Seems like you're using the wrong tip. What soldering iron tip are you using?

You can scratch the line nearer to the cpu to get a "new" point of entry to check for shorts with GND and hope its not shorted, its super thin though, you need a good microscope to see it.

 

[cheesefinger]

0.6.1 working great.

Had some issues with timing flashing with usb. Failed a few times with "Spacecraft-NX DFU not found" after bootloader appeared to upload successfully.

Version in toolbox under update menu shows 0.6 rather than 0.6.1 using files from release_061.zip

 

[urherenow]

Seems like you're using the wrong tip. What soldering iron tip are you using?

You can scratch the line nearer to the cpu to get a "new" point of entry to check for shorts with GND and hope its not shorted, its super thin though, you need a good microscope to see it.
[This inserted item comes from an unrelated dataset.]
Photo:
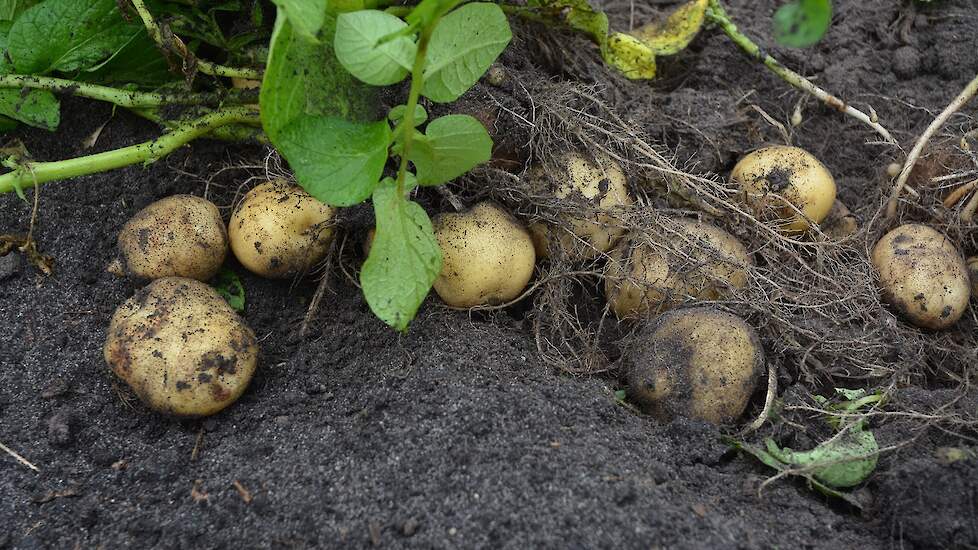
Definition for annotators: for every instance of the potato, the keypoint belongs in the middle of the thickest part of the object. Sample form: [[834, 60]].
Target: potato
[[700, 363], [788, 180], [280, 231], [487, 256], [181, 348], [922, 275], [179, 236], [647, 276], [580, 181]]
Yep, I took care of the short. I brought home a needle probe adapter for my fluke at work to get at the point. The sucker is sharp because I barely touched the trace with it and exposed it. Checked it there as well and got like .668 on diode, using that adapter. I'm now just covering that whole mess with mask and leaving it alone for yet another day. Then... I'm going to get the positioning down and routed around the screw hole and wayyyyy far away from that area, holding it in multiple spots with high temp pcb masking tape... and see if I can't get solder to stick to that trace and build it up onto the wire (which will be parallel to the trace in that one spot). IF I can manage a good joint and reading, I'll use more mask over the wire and trace, AND another piece of the tape on top of that. It won't be pretty, but I'm thinking it should work.

 

[PamanX]

Hi, Do you think I can use the oled v4 flex cable instead of the linear flex that comes with this chip, which is not recommended? The other points would be soldered with cable so as not to use the U ribbon cable

 

[Donnie-Burger]

SX Lite hwfly cant update to 0.6x. Get dfu found and stuck on bootloader. I get a white light on glitch. Is this a defective chip?

 

[FR0ZN]

SX Lite can be updated - HWFLY Lite however can't

 

[Donnie-Burger]

SX Lite can be updated - HWFLY Lite however can't

Thank You. I figured. I'm pretty sure this is a defective chip though. White light on glitch. Dont have a spare chip or spare lite to be 100% though.

 

[gamer0]

This is the official site of the QFN FPGA chip. chipnx. com

 

[Donnie-Burger]

This is the official site of the QFN FPGA chip. chipnx. com

What markings on chip signify package?

 

[gamer0]

this

 

[Donnie-Burger]

this

Do we have both versions to compare?

Figured it out by re touching up solder points. HWFLY Lite is good.

 

[fragged]

Hi, Do you think I can use the oled v4 flex cable instead of the linear flex that comes with this chip, which is not recommended? The other points would be soldered with cable so as not to use the U ribbon cable

Do not buy from Ming! He screwed over so many people selling "V3" HWFLY Lite's that had SpaceCraft-NX 0.1.0 on them and were actually V1's that can't be updated, and was telling everyone that they are perfectly safe to install into an OLED, even after all this info about the outdated chips came out & what they can do to an OLED.
I'm still waiting on a $170 refund from him on an order from Dec 7th, which I had to pay $18 just to ship that chip back to him...

 

[xdMatthewbx]

This is the official site of the QFN FPGA chip. chipnx. com

Sorry, but can you provide verification of this? I'm a little bit sceptical given the fact that the site contains images for the OLED and Core variants, but no image for the Lite (which would make sense for someone making a fake, given nobody has seen a lite variant of the flashable chip right now).

 

[doom95]

they don't make the lite clones, so that makes sense

 

[xdMatthewbx]

they don't make the lite clones, so that makes sense

Makes sense if it's a fake. The site lists a lite chip, just no image for it.